Acquired raw data files were processed using the Proteome Discoverer 2.2.0. platform, utilising the Sequest HT database search engine and Percolator validation software node (V3.04) to remove false positives with a false discovery rate (FDR) of 1% on peptide and protein level under strict conditions. Searches were performed with full tryptic digestion against the human SwissProt database v2017.12 with up to two miscleavage sites. Oxidation (+15.9949 Da) of methionine and phosphorylation (+79.9663 Da) of serine, threonine and tyrosine was set as variable modification, whilst carbamidomethylation (+57.0214 Da) of cysteine residues and TMT 10-plex labelling of peptide N-termini and lysine residues were set as fixed modifications.
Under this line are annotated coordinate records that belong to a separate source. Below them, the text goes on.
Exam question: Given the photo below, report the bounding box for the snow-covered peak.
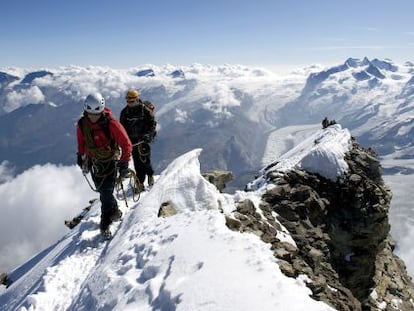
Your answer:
[0,149,332,311]
[249,124,351,188]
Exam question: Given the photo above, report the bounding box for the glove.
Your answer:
[77,153,83,168]
[117,162,129,178]
[77,153,90,174]
[142,134,152,144]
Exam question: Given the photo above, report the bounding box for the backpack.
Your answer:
[142,100,155,116]
[78,114,117,149]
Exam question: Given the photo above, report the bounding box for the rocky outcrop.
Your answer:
[202,170,234,192]
[226,141,414,311]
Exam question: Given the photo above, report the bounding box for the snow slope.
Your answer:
[0,125,356,311]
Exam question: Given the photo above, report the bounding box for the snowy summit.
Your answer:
[0,125,350,311]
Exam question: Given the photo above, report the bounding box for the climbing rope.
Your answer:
[132,140,151,163]
[115,168,144,206]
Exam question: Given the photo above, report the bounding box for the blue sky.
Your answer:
[0,0,414,68]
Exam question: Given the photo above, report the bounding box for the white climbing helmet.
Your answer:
[84,93,105,114]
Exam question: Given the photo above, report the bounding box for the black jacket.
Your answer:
[119,99,157,144]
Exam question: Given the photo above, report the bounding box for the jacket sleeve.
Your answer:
[145,110,157,134]
[76,121,86,155]
[109,120,132,162]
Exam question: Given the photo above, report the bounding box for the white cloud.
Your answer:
[4,85,45,112]
[0,164,97,272]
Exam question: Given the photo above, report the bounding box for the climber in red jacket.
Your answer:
[77,93,132,235]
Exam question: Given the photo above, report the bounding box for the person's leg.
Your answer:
[92,164,118,231]
[132,146,145,184]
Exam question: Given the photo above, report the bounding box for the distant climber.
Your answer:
[77,93,132,237]
[322,117,336,129]
[119,89,157,193]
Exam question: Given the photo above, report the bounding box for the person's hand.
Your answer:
[117,161,129,178]
[142,134,152,144]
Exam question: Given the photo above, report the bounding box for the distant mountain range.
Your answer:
[0,58,414,188]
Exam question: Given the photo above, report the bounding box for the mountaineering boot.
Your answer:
[110,207,122,221]
[148,175,154,187]
[101,228,112,240]
[134,183,145,194]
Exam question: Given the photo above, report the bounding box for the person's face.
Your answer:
[87,113,102,123]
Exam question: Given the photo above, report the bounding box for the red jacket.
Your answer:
[76,107,132,162]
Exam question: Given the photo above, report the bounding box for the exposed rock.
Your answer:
[158,202,177,217]
[226,137,414,311]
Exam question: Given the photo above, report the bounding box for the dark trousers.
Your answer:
[132,143,154,184]
[91,162,118,230]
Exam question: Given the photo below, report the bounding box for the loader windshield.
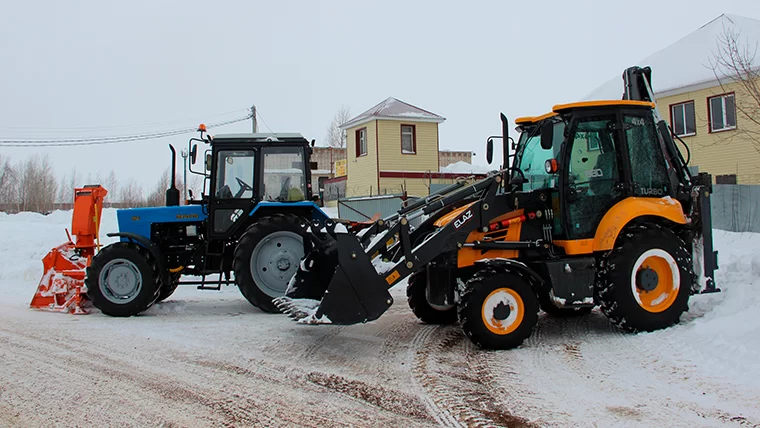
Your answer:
[514,118,565,191]
[261,146,306,202]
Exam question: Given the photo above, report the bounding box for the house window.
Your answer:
[356,128,367,157]
[401,125,417,154]
[670,101,697,137]
[707,94,736,132]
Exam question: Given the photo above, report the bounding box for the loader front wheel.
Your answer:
[458,268,539,349]
[233,214,309,313]
[406,269,457,324]
[85,242,161,317]
[597,224,694,332]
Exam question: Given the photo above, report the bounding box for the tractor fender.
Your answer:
[475,258,544,286]
[594,197,688,251]
[106,232,166,275]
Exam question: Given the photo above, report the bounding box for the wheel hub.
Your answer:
[98,259,142,304]
[493,302,512,321]
[636,268,659,292]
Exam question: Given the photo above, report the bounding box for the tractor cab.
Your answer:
[189,126,314,238]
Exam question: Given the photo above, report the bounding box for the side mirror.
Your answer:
[541,122,554,150]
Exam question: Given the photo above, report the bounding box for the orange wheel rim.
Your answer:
[480,288,525,336]
[631,249,681,313]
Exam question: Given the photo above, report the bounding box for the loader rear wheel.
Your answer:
[406,269,457,324]
[233,214,309,313]
[458,268,539,349]
[597,224,694,332]
[85,242,161,317]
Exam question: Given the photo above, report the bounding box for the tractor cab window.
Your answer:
[261,146,306,202]
[623,115,670,197]
[513,122,565,192]
[566,115,621,238]
[215,150,254,199]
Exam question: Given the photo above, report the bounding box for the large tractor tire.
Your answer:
[597,224,694,332]
[458,267,539,349]
[85,242,161,317]
[406,269,457,325]
[232,214,309,313]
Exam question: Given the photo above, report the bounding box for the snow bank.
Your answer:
[441,161,493,174]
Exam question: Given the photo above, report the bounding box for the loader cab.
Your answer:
[541,100,674,240]
[191,133,313,239]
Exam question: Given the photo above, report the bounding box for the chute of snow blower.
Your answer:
[29,185,108,314]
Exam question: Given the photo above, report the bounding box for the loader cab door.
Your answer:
[560,112,627,239]
[209,148,258,238]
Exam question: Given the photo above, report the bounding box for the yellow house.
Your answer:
[341,97,486,197]
[586,14,760,184]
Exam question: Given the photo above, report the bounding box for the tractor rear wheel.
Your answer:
[406,269,457,324]
[458,267,539,349]
[85,242,161,317]
[232,214,309,313]
[597,224,694,332]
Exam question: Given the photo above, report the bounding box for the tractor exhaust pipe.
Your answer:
[166,144,179,207]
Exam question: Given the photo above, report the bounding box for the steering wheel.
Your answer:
[235,177,253,199]
[504,166,528,192]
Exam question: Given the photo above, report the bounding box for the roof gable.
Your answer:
[584,14,760,100]
[341,97,446,129]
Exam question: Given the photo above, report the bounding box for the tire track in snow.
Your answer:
[414,326,531,427]
[484,312,747,426]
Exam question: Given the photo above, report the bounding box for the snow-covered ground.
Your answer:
[0,210,760,427]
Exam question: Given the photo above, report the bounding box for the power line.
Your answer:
[0,115,251,147]
[0,109,248,132]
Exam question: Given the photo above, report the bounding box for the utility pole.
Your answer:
[180,149,187,203]
[251,104,259,134]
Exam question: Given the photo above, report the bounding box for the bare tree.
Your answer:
[0,156,18,212]
[147,168,171,207]
[325,106,351,149]
[710,23,760,151]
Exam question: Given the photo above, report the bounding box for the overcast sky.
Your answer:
[0,0,760,191]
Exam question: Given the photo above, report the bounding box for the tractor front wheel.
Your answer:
[85,242,161,317]
[597,224,694,332]
[232,214,309,313]
[458,267,539,349]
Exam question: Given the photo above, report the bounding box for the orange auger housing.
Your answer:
[29,185,108,314]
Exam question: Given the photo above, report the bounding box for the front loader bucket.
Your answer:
[274,233,393,325]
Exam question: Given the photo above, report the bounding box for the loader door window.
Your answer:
[565,115,622,239]
[261,147,306,202]
[215,150,254,199]
[513,122,565,192]
[623,115,670,197]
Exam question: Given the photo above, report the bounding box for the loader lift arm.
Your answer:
[274,170,549,324]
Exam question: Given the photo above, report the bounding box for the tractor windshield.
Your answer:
[514,118,565,191]
[261,146,306,202]
[216,150,254,199]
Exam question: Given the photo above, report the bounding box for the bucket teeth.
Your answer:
[272,296,331,324]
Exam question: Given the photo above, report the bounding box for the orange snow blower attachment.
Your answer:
[29,185,108,314]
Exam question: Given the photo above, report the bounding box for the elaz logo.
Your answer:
[454,210,472,229]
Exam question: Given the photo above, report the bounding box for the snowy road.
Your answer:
[0,209,760,427]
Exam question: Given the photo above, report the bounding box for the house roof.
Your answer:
[584,13,760,100]
[341,97,446,129]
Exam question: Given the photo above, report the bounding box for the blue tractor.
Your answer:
[85,125,328,317]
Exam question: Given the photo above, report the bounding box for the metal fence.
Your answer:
[712,184,760,233]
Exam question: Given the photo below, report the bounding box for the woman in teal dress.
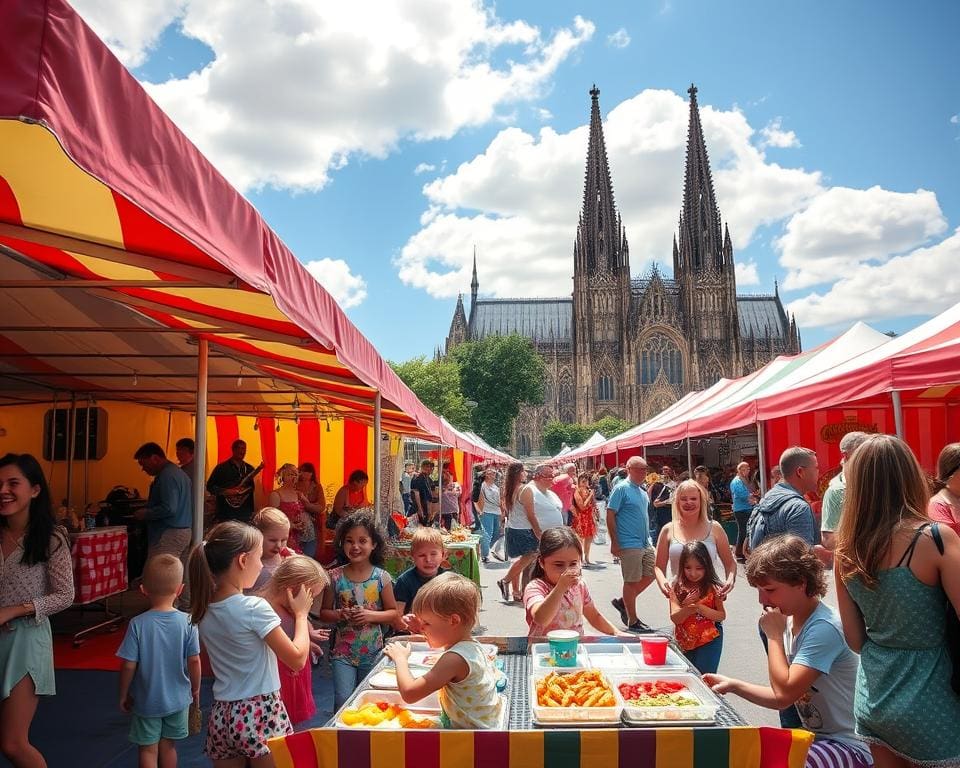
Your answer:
[836,435,960,768]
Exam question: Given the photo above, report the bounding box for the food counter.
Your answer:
[270,637,813,768]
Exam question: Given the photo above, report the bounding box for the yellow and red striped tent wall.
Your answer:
[269,727,813,768]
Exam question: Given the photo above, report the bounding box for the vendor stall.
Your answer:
[270,637,813,768]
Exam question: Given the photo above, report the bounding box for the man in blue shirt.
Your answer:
[133,443,193,607]
[607,456,655,632]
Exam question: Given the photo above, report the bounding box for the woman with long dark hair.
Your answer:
[0,453,73,766]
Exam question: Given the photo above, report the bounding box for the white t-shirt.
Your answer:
[200,595,280,701]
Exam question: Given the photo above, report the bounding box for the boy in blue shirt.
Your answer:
[393,526,450,635]
[117,554,200,768]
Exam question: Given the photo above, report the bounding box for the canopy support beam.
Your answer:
[192,339,210,546]
[890,389,903,440]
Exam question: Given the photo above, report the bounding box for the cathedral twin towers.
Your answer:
[446,85,800,456]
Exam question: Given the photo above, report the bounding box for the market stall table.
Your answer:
[70,525,127,645]
[269,637,813,768]
[383,535,480,586]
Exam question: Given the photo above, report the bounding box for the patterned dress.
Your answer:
[846,524,960,766]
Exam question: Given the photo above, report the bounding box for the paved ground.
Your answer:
[472,532,836,726]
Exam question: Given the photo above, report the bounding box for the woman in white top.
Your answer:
[654,480,737,599]
[497,464,563,602]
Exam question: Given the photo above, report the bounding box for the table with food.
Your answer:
[270,633,813,768]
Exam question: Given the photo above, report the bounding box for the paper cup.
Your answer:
[640,635,670,666]
[547,629,576,667]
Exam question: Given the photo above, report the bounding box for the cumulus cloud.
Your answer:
[304,259,367,309]
[788,229,960,327]
[774,186,947,290]
[396,90,822,298]
[760,117,800,149]
[72,0,187,67]
[607,27,630,48]
[97,0,594,191]
[733,261,760,287]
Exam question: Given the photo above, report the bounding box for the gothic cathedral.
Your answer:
[446,85,800,456]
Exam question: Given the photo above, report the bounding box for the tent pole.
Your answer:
[890,389,903,440]
[757,421,767,495]
[373,389,383,521]
[67,392,77,509]
[193,338,210,545]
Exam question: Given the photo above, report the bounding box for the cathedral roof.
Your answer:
[470,298,573,342]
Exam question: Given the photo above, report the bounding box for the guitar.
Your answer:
[221,461,264,509]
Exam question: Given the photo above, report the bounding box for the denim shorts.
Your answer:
[506,528,540,557]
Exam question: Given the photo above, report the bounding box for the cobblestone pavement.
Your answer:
[472,532,836,726]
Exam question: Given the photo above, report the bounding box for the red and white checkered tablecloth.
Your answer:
[70,526,127,605]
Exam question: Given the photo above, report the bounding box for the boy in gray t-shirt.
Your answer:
[703,535,873,768]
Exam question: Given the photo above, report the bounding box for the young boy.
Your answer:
[393,527,449,635]
[703,535,873,768]
[117,554,200,768]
Data was searched with mass tolerances of ±10 ppm and 0.025 Da on the precursor and fragment ions (HCD), respectively. Results were filtered to include peptide spectrum matches (PSMs) with Sequest HT cross-correlation factor (Xcorr) scores of ≥1 and high peptide confidence. The ptmRS algorithm was additionally used to validate phospopeptides with a set score cutoff of 90. PSMs with precursor isolation interference values of ≥ 50% and average TMT-reporter ion signal-to-noise values (S/N) ≤ 10 were excluded from quantitation. Isotopic impurity correction and TMT channel-normalization based on total peptide amount were applied. For statistical analysis and p-value calculation, the integrated ANOVA hypothesis test was used. TMT ratios with p-values below 0.01 were considered as significant.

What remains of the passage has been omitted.